Machine's drop into Elite status seems fuel the Men's division Mobility, but it isn't that atypical for nationals.  While -12 is the largest number in the past five years (in the Open division), there have been other numbers as high as +8 and even -10.  If we look at the numbers in the Open division for the past five years we see that the new format doesn't automatically produce more Mobility, and that this year might have been extreme but isn't that far past previous years values.

2013:  1.9333
2012:  3.1875
2011:  2.8750
2010:  1.7500

Ignoring last year (when things were pretty much chalk and we had a new format) there as been a five year increase in Mobility in the Open/Men's division.  Now, it could be the result of more parity as the talent base has increased over the past five years.  Anecdotally, there are fewer teams from the same city attending the Club Championships than there were in the past.  That speaks both to a consolidation of talent in those cities and to an increase in talent in other cities (necessitating that consolidation).  Let's see what has been happening in the other two divisions:

2013:  1.7500
2012:  2.7500
2011:  2.2500
2010:  1.6250

2013:  2.6250
2012:  3.3750
2011:  2.2500
2010:  2.6250

These numbers look like the hold up better to our expectation.  The women's division is on average less Mobile and while the Open/Men's division can have its crazy years, it is less Mobile than the Mixed division.  What does this all mean?  I have no idea.  Mobility hinges on the ability to correctly seed the tournament as compared to the final outcome.  I don't know if that is actually the goal of USAU.  Poor connectivity plagues the Mixed division, which would impact Mobility.  But even in the more highly connect Open/Men's there is still a reasonably high Mobility.  I guess that speaks to parity?

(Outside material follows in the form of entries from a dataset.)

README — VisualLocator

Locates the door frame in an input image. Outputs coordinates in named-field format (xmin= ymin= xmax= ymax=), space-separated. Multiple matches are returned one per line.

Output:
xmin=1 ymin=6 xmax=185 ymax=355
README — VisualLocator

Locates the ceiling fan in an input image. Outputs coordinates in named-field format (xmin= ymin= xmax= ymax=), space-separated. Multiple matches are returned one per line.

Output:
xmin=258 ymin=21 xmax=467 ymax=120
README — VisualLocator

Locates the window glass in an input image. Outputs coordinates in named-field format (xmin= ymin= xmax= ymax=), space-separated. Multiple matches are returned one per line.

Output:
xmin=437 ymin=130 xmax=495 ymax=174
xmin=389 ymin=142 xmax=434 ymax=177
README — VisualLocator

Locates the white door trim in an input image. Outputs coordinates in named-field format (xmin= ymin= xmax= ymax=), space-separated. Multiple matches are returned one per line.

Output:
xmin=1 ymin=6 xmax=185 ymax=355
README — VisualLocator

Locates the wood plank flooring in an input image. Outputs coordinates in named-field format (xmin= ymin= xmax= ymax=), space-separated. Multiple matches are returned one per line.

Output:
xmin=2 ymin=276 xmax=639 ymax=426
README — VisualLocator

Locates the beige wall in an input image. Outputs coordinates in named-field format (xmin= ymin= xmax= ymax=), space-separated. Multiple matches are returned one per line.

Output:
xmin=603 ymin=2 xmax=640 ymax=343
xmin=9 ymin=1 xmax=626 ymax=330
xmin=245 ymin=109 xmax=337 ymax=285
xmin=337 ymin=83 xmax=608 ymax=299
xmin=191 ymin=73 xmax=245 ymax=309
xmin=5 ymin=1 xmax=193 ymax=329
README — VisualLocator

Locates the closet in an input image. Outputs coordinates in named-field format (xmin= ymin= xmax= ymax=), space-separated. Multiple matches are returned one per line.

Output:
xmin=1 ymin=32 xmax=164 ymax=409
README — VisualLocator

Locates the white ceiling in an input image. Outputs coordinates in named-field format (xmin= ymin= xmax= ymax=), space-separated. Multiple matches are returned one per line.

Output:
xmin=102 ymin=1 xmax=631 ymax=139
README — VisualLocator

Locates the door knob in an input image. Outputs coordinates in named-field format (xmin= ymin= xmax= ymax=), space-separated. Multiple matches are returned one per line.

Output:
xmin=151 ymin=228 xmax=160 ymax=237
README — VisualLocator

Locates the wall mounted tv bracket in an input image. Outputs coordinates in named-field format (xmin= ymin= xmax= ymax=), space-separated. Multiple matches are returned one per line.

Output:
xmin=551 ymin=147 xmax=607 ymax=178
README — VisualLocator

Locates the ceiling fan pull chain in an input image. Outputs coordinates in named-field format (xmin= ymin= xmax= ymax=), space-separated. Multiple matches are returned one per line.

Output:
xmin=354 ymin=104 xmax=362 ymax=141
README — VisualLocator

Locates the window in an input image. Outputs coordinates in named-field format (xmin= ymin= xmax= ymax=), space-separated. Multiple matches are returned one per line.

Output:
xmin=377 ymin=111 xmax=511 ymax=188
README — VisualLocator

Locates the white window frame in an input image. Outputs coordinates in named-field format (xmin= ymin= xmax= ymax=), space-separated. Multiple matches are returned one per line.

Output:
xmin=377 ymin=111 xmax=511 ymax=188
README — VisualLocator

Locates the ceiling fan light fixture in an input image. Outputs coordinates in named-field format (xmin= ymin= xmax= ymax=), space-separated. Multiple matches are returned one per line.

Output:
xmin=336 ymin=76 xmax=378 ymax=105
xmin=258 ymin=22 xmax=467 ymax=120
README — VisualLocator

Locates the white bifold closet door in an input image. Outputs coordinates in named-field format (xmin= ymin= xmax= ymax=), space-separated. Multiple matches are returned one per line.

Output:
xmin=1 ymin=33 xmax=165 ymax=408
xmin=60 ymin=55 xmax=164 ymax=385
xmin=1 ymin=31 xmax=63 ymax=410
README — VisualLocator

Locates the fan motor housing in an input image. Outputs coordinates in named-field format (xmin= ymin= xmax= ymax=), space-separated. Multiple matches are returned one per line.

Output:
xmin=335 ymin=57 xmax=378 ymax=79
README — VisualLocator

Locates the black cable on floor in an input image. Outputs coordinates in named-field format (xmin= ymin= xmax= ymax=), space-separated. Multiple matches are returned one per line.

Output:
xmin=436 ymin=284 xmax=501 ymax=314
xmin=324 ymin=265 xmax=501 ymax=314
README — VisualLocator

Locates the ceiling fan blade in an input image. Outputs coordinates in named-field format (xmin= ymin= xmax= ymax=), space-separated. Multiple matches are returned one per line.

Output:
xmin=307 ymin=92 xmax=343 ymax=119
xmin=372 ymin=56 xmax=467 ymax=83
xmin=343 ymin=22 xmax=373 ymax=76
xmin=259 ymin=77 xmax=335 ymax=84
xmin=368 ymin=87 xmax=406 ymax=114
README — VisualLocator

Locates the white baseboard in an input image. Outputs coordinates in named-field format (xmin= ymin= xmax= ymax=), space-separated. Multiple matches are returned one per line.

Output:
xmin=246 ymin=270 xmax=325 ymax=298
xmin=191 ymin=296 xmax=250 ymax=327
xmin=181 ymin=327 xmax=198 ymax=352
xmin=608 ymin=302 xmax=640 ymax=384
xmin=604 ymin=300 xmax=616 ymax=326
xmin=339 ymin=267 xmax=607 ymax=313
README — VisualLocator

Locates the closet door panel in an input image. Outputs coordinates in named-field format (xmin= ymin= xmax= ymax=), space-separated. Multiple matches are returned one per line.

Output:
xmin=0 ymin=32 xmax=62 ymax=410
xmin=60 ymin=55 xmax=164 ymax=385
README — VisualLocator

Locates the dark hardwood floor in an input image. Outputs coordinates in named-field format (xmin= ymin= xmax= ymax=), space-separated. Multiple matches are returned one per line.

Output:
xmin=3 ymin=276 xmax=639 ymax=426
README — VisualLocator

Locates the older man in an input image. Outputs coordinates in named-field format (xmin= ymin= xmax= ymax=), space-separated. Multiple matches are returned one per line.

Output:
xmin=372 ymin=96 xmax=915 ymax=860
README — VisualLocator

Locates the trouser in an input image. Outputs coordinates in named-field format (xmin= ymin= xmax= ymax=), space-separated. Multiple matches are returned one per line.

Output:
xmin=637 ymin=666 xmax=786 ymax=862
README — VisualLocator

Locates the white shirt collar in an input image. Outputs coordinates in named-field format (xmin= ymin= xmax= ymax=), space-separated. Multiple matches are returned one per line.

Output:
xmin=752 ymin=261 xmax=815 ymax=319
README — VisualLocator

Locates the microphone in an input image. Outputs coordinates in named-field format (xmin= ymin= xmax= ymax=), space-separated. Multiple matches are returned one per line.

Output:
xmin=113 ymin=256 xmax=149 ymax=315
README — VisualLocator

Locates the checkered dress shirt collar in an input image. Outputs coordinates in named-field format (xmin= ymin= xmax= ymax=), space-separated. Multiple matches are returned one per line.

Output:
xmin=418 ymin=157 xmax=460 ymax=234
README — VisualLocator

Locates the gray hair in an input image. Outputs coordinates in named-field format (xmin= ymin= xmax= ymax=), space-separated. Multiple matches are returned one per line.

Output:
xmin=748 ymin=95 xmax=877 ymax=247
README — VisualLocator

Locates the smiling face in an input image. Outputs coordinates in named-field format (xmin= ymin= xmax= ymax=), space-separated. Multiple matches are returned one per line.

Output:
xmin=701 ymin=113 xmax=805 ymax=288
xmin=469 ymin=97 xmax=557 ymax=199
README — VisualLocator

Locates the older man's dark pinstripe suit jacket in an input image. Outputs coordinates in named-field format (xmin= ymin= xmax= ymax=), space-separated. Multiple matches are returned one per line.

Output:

It could also relate to who takes placement games seriously.  The difference between 12 and 13 is just as significant as the difference between 2 and 3 under this metric, but I imagine those games are not necessarily played with the same level of intensity.  Out of curiosity I looked at the Mobility for the top and bottom 8 each year in the Open/Men's division.  Here is what I got:

               Top 8        Bottom 8
2014:       3.5               4.25
2013:       2.125           1.625
2012:       2.875           3.5
2011:       2.375           3.375
2010:       2.875           2.875

Aside from 2013 (which we already said was a chalk year) this shows what we would expect.  The lower seeds tend to have more Mobility than the higher seeds.  Could this be because teams let their foot off the gas in placement games?  Could it be because there is less connectivity amongst the lower seeds so correct seeding is more difficult?  Or could it be an increase in parity in the second tier (if not in the first tier)?  I have no idea.  I was just bored when I though about how far/high some teams fell/rose this year and decided to figure some things out.